For production of the endless track device 30, an original tube material with ends is prepared. The tube material is bent inside out to follow the shape of the support sleeve 32, and is wound about the support sleeve 32. Finally, the ends are attached to one another by thermal welding or the like, to obtain the endless track device 30 in an endless form.

A curved support ring with a slip characteristic is fitted on each of proximal and distal ends of the support sleeve 32, and includes a curved support surface 34 of an annular shape, which contacts an inner surface of a bend of the endless track device 30. The curved support ring is formed from a material with the slip characteristic for keeping the endless track device 30 movable smoothly. Examples of the material include nylon, polyetheretherketone (PEEK), tetrafluoroethylene polymer or Teflon (trade name), and the like.
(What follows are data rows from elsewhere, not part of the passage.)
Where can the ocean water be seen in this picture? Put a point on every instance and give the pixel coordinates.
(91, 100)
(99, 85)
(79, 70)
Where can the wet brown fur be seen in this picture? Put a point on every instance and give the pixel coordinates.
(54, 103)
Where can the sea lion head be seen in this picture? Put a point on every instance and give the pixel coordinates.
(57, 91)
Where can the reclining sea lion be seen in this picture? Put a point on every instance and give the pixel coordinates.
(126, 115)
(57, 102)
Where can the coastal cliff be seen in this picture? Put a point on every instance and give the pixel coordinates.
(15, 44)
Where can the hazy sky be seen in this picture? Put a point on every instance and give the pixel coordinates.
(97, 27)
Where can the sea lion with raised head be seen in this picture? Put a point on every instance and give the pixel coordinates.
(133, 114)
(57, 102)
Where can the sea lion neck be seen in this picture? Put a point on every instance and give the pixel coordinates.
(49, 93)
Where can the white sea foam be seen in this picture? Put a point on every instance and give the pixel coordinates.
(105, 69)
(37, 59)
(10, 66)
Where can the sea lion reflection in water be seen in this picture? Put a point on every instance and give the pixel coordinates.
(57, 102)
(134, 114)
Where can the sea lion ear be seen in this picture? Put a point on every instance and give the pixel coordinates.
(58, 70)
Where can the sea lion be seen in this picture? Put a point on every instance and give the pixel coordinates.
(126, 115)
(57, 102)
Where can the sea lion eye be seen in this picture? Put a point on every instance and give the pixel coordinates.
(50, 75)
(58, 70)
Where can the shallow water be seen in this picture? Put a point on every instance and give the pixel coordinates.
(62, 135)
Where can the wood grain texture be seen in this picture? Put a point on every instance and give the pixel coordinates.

A side opening 32a is formed in the support sleeve 32 at each of three portions of which an inner surface is flat. A roller unit 35 is attached to the inside of the side opening 32a for contacting the endless track device 30 in a movable manner. The roller unit 35 includes two support plates 40, a first support roller 41, a second support roller 42, and a third support roller 43 or idler rollers. The support rollers 41-43 are arranged in the axial direction AD. The support plates 40 support the support rollers 41-43. It is possible to secure the support rollers 41-43 directly to the support sleeve 32 in a rotatable manner. The number of the positions of disposing the roller unit 35, although three according to the embodiment, can be determined two, or four or more for the purpose.

The endless track device 30 includes a lower run (return run) 38. An inner surface 30a of the lower run 38 contacts the support rollers 41-43. Three portions 50 of the endless track device 30 (See FIG. 5A) contacting the support rollers 41-43 have a larger thickness than a remaining portion of the endless track device 30, and a higher rigidity than the same.
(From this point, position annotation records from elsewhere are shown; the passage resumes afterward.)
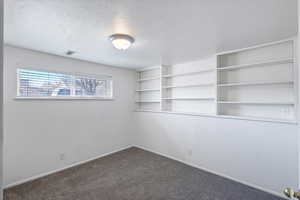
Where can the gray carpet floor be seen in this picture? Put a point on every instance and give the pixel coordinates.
(134, 174)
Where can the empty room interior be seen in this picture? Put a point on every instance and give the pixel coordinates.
(150, 100)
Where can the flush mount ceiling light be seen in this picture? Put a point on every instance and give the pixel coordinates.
(121, 41)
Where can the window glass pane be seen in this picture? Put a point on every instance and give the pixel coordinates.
(41, 84)
(92, 87)
(48, 84)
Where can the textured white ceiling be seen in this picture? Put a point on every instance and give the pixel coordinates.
(166, 31)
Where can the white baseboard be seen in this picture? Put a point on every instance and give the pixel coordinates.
(214, 172)
(64, 168)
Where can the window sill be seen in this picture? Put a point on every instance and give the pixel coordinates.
(65, 98)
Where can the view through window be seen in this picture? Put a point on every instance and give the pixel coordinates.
(49, 84)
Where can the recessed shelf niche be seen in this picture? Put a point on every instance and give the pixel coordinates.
(258, 82)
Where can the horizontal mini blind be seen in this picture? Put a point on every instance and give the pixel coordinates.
(48, 84)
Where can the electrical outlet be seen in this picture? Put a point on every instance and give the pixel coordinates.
(286, 111)
(190, 152)
(62, 156)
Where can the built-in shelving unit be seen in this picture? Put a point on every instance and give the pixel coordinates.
(148, 92)
(256, 83)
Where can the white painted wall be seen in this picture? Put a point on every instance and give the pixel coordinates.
(36, 132)
(263, 154)
(259, 153)
(1, 98)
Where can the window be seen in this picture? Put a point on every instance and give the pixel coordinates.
(41, 84)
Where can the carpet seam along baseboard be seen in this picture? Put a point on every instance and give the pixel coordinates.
(149, 150)
(32, 178)
(214, 172)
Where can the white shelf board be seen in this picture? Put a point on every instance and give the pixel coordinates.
(147, 102)
(262, 63)
(148, 69)
(190, 98)
(257, 103)
(255, 83)
(259, 119)
(187, 73)
(148, 79)
(148, 90)
(294, 122)
(185, 86)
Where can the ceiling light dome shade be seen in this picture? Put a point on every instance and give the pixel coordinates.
(121, 41)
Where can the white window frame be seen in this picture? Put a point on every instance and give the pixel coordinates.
(76, 74)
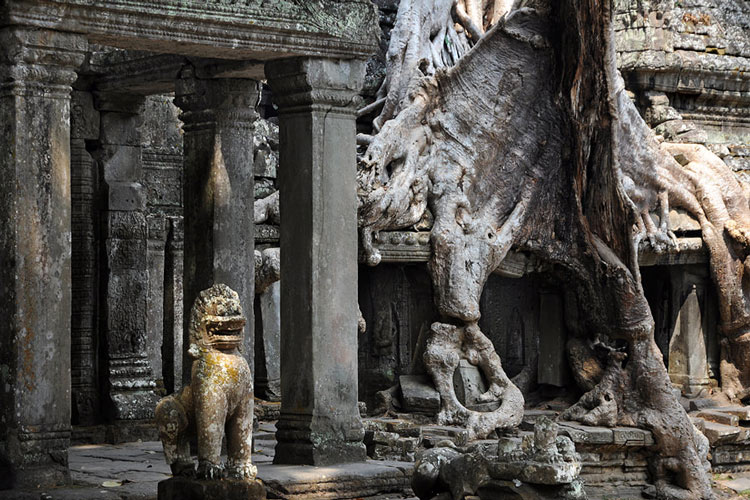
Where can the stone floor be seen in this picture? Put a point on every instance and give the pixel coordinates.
(131, 471)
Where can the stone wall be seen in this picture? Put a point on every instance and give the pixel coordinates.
(688, 61)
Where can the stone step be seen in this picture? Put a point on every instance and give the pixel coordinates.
(720, 417)
(699, 423)
(742, 412)
(720, 433)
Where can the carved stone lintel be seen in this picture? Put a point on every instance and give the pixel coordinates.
(304, 84)
(216, 102)
(39, 62)
(247, 30)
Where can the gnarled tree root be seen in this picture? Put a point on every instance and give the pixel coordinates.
(445, 348)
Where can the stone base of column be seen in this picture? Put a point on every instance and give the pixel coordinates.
(44, 449)
(131, 389)
(182, 488)
(691, 387)
(303, 440)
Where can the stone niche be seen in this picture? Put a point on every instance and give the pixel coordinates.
(524, 318)
(683, 303)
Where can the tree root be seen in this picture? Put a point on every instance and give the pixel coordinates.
(446, 346)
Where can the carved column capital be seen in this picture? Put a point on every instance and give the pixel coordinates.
(311, 84)
(223, 101)
(39, 62)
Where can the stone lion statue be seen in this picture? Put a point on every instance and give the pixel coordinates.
(219, 397)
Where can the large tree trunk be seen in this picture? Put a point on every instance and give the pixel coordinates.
(523, 143)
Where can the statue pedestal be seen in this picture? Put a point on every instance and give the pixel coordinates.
(183, 488)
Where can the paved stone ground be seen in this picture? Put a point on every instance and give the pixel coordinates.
(131, 471)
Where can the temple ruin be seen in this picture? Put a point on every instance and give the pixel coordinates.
(483, 248)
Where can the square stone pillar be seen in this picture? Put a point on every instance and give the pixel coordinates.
(130, 382)
(268, 343)
(37, 68)
(688, 363)
(320, 422)
(84, 125)
(218, 117)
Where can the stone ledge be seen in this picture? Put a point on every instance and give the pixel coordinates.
(298, 482)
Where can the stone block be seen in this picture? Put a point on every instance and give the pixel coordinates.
(631, 436)
(742, 412)
(437, 433)
(586, 434)
(718, 433)
(719, 417)
(469, 384)
(84, 119)
(180, 488)
(121, 163)
(701, 404)
(125, 196)
(418, 394)
(553, 363)
(729, 455)
(120, 128)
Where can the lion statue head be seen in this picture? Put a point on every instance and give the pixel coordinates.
(216, 321)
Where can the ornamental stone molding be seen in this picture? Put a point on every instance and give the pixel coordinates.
(249, 29)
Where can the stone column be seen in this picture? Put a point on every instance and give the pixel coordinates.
(157, 236)
(268, 343)
(553, 363)
(84, 125)
(320, 422)
(218, 117)
(173, 321)
(130, 382)
(37, 68)
(688, 365)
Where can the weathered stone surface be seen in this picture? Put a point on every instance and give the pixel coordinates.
(130, 381)
(688, 362)
(84, 125)
(320, 422)
(218, 117)
(418, 394)
(553, 367)
(37, 68)
(181, 488)
(720, 417)
(268, 343)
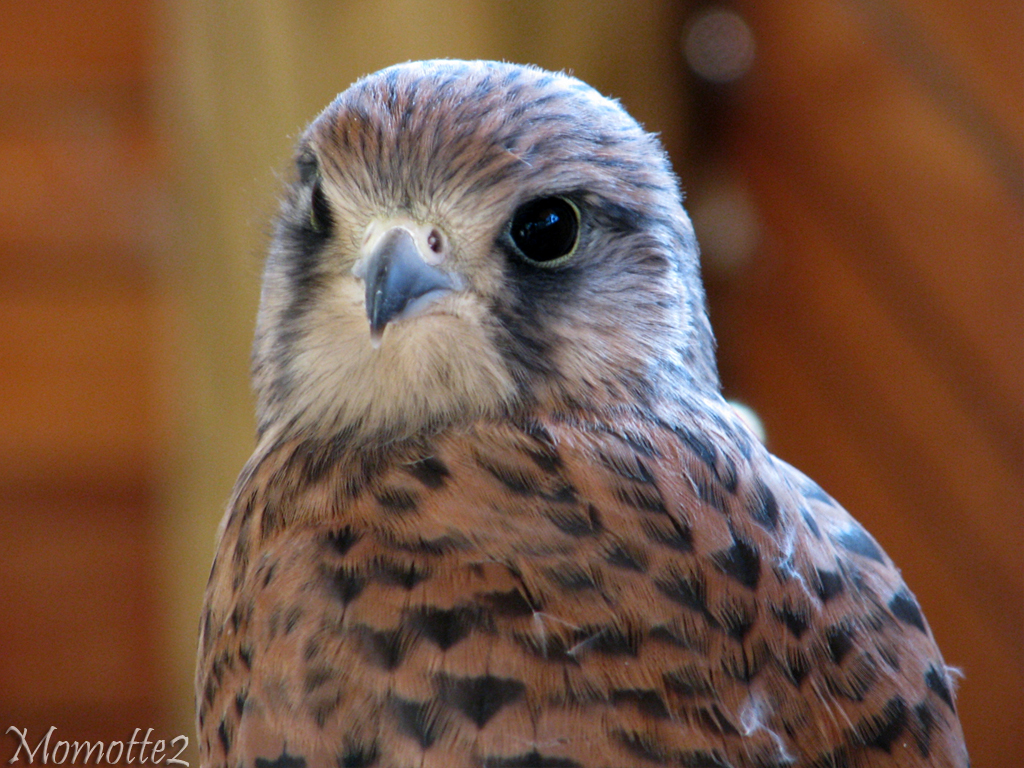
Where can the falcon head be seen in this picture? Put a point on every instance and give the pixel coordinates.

A roller groove 41a is formed in each of the support rollers 41-43. Three engagement projections 30c or ridges are formed on the inner surface 30a of the endless track device 30. The engagement projections 30c extend fully with the length of the inner surface 30a. The roller groove 41a receives each of the engagement projections 30c in a slidable manner, and prevents the endless track device 30 from incidentally shifting in the circumferential direction CD. Also, a groove 32b is formed in the support sleeve 32. An end groove 34a is formed in the curved support surface 34. The grooves 32b and 34a receive each of the engagement projections 30c. Note that lubricant agent as a coating is applied to surfaces of the grooves 32b, 34a and 41a and the engagement projections 30c for a high slip characteristic.
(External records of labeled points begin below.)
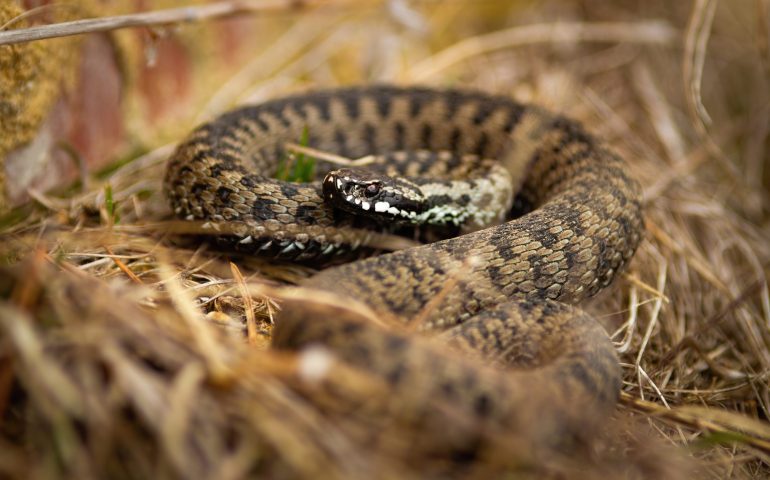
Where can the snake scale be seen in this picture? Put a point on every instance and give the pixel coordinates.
(535, 364)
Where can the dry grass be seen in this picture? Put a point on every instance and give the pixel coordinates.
(106, 369)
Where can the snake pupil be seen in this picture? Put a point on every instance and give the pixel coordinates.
(371, 190)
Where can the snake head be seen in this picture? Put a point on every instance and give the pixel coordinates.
(375, 195)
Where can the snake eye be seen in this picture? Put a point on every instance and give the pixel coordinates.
(371, 190)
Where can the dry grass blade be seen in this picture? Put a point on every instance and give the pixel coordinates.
(156, 18)
(563, 32)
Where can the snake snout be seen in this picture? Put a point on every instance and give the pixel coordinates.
(373, 195)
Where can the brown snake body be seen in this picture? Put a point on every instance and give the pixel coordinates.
(504, 291)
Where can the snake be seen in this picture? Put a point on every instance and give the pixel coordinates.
(566, 218)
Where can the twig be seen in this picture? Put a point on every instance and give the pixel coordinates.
(158, 17)
(248, 304)
(122, 266)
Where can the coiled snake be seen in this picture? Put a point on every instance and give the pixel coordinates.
(503, 292)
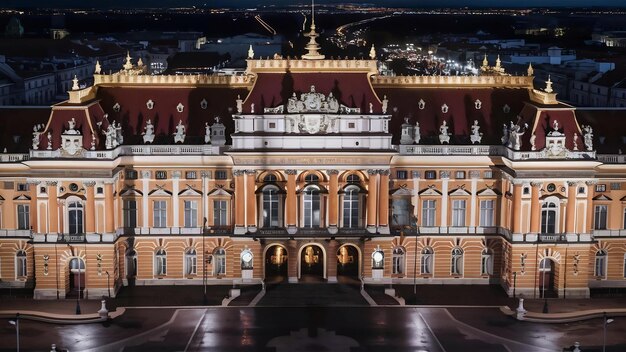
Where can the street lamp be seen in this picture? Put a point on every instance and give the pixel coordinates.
(16, 322)
(108, 283)
(607, 321)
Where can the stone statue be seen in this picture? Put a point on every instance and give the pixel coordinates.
(239, 104)
(72, 127)
(385, 103)
(444, 136)
(180, 135)
(207, 133)
(588, 137)
(515, 134)
(418, 136)
(476, 136)
(148, 134)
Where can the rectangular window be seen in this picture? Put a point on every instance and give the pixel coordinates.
(191, 213)
(23, 216)
(600, 217)
(130, 213)
(458, 212)
(428, 212)
(221, 175)
(220, 212)
(486, 212)
(131, 174)
(160, 213)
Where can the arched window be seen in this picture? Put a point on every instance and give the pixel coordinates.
(486, 262)
(21, 270)
(75, 218)
(600, 267)
(426, 261)
(351, 207)
(398, 260)
(456, 264)
(131, 263)
(270, 206)
(191, 267)
(219, 262)
(160, 263)
(311, 178)
(311, 206)
(352, 178)
(548, 217)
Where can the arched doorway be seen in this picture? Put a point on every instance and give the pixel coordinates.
(275, 263)
(348, 261)
(312, 262)
(546, 278)
(76, 277)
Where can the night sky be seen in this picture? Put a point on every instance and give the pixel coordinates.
(254, 3)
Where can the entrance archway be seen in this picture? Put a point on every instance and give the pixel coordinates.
(276, 263)
(76, 277)
(348, 261)
(312, 262)
(546, 278)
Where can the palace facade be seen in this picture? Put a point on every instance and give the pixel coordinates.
(312, 168)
Plural sleeves are disposed in the support sleeve 32, including a shaft sleeve 51, a drive sleeve 52 or threaded sleeve, and a barrel sleeve 53. The shaft sleeve 51 is mounted on the head assembly 3a of the endoscope 2 by receiving the same. The drive sleeve 52 is a driving device supported around the shaft sleeve 51 in a rotatable manner. The barrel sleeve 53 contains the shaft sleeve 51 and the drive sleeve 52 coaxially.

Two key projections 51a as a positioning device are formed inside the shaft sleeve 51 for positioning the head assembly 3a of the endoscope 2 in the circumferential direction. First keyway grooves 3d and second keyway grooves 3e are formed in an outer surface of the head assembly 3a and the steering device 3b of the endoscope 2. The first keyway grooves 3d are used for positioning the imaging window area 7 at the center of the guide assembly 20 in the radial direction. The second keyway grooves 3e are used for positioning the distal instrument opening 9 at the center. The key projections 51a are entered in one selected set of the keyway grooves 3d and 3e.

A lumen 51b is formed in the shaft sleeve 51 for receiving entry of the head assembly 3a. The shaft sleeve 51 is so disposed in the support sleeve 32 that the form of the lumen 51b is non-concentric with the form of the support sleeve 32.

An end ring 56 is secured to a proximal end of the barrel sleeve 53. A distal cover flange 57 is secured to a distal end of the barrel sleeve 53, and prevents entry of body tissue of the gastrointestinal tract. A proximal cover flange 58 is secured to a proximal end of the barrel sleeve 53 for the same purpose.

The drive sleeve 52 is supported around the shaft sleeve 51, and rotates around the axial direction AD. The drive sleeve 52 includes worm gear teeth 61 and spur gear teeth 62. The worm gear teeth 61 are a thread defined around the axial direction AD. The spur gear teeth 62 are arranged in a circumferential direction CD. The spur gear teeth 62 are formed at a proximal end of the drive sleeve 52. A pinion 64 of the control wire 63 is meshed with the spur gear teeth 62. The pinion 64 is rotated by the control wire 63, and causes the spur gear teeth 62 to rotate for the drive sleeve 52 to rotate.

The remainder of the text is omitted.